Union[Currency, Promise]

Raises:

KeyError – If the currency string is not a valid Currency enum member

Notes

This function is used as a Pydantic validator to handle both concrete currency values and Promise objects that will be resolved later.

freeports_analysis.output.validate_company(value: str) str

Validate that a company name exists in the predefined companies list.

Parameters:

value (str) – The company name to validate

Returns:

The validated company name

Return type:

str

Raises:

ValueError – If the company name is not found in the COMPANIES list

Notes

This function is used as a Pydantic validator to ensure that only companies from the predefined list are accepted in financial data models.

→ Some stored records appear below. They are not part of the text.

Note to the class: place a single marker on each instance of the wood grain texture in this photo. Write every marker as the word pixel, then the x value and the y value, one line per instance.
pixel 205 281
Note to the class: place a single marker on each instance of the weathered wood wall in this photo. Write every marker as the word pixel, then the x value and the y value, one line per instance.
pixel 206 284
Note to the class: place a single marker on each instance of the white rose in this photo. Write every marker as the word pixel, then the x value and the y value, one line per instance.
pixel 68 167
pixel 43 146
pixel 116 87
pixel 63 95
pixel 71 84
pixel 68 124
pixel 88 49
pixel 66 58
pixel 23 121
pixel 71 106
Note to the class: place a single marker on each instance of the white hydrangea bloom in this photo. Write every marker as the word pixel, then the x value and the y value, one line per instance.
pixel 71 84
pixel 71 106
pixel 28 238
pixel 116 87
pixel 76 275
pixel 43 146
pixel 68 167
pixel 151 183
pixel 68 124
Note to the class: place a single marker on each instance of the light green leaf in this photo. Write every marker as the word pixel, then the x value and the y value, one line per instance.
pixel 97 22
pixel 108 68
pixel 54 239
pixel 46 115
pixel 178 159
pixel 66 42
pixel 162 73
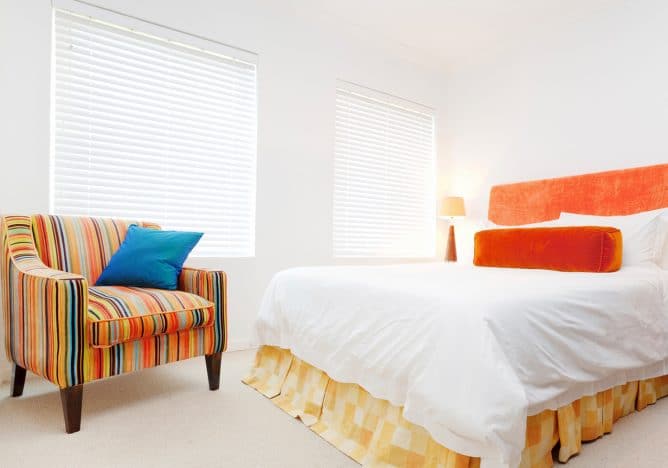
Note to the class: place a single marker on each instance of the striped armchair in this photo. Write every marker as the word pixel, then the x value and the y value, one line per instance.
pixel 60 327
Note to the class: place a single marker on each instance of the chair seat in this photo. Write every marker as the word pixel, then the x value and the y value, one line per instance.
pixel 118 314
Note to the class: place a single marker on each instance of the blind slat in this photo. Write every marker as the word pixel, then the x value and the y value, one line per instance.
pixel 149 129
pixel 384 179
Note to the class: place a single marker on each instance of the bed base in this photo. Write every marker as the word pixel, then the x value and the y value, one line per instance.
pixel 373 432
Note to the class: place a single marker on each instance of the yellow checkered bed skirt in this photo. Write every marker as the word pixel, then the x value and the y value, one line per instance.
pixel 374 433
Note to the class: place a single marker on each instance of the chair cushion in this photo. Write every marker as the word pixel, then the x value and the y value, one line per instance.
pixel 79 245
pixel 117 314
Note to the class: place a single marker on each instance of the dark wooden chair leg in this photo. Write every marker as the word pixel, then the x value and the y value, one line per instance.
pixel 71 398
pixel 18 380
pixel 213 369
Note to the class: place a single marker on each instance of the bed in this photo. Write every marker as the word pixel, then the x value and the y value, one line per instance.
pixel 454 365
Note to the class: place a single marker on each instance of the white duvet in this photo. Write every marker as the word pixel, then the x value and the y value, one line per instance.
pixel 470 352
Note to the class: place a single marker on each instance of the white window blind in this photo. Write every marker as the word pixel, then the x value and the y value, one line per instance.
pixel 151 129
pixel 384 182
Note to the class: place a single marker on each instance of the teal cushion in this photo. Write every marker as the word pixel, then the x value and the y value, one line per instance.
pixel 149 258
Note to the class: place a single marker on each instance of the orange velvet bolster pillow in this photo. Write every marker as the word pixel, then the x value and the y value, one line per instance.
pixel 578 248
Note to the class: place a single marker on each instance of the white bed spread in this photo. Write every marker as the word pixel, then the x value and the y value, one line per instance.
pixel 470 352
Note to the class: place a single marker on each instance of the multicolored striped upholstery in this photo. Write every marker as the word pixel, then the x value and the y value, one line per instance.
pixel 79 245
pixel 117 314
pixel 47 265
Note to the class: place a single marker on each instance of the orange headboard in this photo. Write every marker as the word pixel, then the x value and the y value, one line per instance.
pixel 620 192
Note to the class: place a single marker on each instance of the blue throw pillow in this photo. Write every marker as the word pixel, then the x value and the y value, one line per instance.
pixel 149 258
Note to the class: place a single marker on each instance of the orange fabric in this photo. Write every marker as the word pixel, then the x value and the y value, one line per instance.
pixel 621 192
pixel 578 248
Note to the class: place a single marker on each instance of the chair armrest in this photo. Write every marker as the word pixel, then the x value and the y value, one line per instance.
pixel 212 286
pixel 44 309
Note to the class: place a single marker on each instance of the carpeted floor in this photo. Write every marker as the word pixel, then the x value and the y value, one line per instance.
pixel 167 417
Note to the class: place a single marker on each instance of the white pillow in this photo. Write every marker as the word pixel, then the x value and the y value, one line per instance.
pixel 663 222
pixel 643 234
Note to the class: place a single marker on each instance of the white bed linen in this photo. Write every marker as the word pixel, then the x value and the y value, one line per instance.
pixel 470 352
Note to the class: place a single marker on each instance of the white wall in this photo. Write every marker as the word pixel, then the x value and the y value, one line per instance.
pixel 589 97
pixel 299 62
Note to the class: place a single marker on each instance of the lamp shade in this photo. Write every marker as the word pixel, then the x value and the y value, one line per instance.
pixel 452 206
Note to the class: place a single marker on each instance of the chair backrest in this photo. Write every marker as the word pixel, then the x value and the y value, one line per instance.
pixel 79 245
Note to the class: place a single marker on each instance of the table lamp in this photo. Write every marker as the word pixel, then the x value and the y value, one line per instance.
pixel 452 207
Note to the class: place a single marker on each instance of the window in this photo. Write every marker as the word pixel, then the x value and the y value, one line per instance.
pixel 384 181
pixel 151 128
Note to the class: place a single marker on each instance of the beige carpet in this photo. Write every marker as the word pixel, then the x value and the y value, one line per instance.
pixel 167 417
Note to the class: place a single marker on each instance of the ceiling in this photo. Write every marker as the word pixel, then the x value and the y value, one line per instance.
pixel 445 33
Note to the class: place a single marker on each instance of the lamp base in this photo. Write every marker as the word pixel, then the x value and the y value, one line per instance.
pixel 451 250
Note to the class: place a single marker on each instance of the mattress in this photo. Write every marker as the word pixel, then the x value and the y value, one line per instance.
pixel 471 352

freeports_analysis.output.write_files(data: Dict[str, Any], out_path: str | Path, profile: OutStructureNormalMode | OutStructureBatchMode, flags: OutFlagsNormalMode | OutFlagsBatchMode) None

Write financial data to files according to specified output profile and flags.

Parameters:
Raises:

ValueError – If the specified profile is not recognized

Notes

Supported output profiles: - REGULAR: Separate CSV and YAML files for investments and additional info - SINGLE_FILE: All data combined into a single CSV file - STRUCTURED: Directory-based structure with table and metadata files

Compression flags create tar.gz archives for directories or gzip for single files.

Modules

files_schema

Data schema definitions for financial investment data validation.